The Cancer Patient: Too Many Scans and X-rays?
GJC Rees
Hong Kong J Radiol 2004;7:44-8
The title of this article is the same as that of a paper by Brewin published in the Lancet more than 20 years ago. There have been substantial advances in diagnostic radiology and in oncological treatments during the past 20 years, but the question remains valid. Many radiological investigations requested for cancer patients stand little chance of being of overall benefit through altering clinical management or improving quality of life. There is considerable variation in the use of radiological investigations in cancer management. One area where this is seen in particular is in the ‘restaging’ of patients whose cancer has ‘returned’. The reasons given to patients for such investigations are often not convincing. Investigations are sometimes arranged to ‘rule out’ or ‘exclude’ malignant involvement of other organs and tissues, but the sensitivity of even the best forms of radiological assessment means that such ‘exclusion’ is, in fact, impossible.
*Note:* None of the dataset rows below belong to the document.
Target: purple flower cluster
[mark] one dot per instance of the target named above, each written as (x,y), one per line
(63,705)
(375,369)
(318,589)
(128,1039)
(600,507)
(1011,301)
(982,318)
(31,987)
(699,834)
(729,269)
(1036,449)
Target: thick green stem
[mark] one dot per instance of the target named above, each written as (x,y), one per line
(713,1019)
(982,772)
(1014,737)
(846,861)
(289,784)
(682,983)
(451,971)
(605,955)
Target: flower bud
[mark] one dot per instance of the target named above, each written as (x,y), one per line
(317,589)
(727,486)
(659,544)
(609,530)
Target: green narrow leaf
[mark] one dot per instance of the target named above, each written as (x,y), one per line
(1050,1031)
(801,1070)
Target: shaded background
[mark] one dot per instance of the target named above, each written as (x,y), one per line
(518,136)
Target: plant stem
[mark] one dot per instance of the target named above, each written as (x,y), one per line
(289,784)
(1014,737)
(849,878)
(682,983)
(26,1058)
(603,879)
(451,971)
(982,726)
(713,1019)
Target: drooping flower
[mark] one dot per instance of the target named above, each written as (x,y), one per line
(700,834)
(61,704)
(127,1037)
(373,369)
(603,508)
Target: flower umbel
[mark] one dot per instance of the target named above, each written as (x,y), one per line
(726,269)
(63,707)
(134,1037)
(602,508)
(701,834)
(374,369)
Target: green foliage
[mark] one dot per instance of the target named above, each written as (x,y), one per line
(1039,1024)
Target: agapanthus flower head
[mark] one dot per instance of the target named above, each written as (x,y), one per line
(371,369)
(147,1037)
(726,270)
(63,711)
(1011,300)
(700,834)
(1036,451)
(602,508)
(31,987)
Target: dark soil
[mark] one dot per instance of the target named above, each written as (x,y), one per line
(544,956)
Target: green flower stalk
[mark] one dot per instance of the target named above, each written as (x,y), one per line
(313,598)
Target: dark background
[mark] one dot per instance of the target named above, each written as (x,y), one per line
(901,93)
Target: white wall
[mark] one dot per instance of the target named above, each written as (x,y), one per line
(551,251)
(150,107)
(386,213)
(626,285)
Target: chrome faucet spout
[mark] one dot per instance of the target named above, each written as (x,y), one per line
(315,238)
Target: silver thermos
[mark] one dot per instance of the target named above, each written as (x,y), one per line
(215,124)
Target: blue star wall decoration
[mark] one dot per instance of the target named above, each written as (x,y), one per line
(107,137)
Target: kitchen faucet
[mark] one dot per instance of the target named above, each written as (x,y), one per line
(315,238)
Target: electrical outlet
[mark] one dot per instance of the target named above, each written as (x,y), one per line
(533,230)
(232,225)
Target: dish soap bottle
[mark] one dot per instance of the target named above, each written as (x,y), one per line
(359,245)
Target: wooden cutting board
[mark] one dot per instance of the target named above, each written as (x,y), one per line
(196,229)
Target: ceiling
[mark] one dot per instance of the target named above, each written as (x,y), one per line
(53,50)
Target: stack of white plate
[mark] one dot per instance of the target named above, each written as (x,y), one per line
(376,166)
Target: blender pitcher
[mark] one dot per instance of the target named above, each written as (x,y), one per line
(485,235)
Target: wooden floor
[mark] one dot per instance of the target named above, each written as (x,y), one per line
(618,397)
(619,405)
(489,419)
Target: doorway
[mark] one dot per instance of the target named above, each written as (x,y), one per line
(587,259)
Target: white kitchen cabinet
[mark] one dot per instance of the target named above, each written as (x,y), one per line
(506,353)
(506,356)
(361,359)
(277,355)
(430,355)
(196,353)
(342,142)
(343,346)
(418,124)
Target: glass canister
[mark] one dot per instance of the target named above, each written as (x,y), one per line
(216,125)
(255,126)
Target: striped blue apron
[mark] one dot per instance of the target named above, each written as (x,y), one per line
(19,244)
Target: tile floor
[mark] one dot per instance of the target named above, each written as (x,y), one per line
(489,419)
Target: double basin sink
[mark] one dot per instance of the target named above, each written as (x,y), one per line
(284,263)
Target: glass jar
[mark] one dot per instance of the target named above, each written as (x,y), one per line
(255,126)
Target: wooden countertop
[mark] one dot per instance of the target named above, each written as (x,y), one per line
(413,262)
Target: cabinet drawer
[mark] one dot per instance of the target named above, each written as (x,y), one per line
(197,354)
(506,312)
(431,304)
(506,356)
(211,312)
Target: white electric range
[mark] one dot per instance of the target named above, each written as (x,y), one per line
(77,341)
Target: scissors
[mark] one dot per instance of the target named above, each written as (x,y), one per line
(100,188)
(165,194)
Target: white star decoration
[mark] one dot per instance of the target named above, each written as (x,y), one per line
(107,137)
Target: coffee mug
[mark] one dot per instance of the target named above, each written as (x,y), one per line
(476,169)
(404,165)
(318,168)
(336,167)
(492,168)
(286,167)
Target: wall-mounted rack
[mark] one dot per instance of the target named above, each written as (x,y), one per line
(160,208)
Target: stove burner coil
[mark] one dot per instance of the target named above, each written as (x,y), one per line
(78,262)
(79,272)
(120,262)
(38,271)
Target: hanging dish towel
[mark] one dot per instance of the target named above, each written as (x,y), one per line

Some investigations reveal that the disease is more widespread than originally supposed. While for some patients this may very usefully influence management, for others this news may make no significant difference to treatment but can have a profound negative and unnecessary psychological impact. Many radiological investigations are expensive and many patients have to wait longer than they should for the scans they need. Resources are limited and requesting unnecessary tests for some patients can adversely affect the management of others.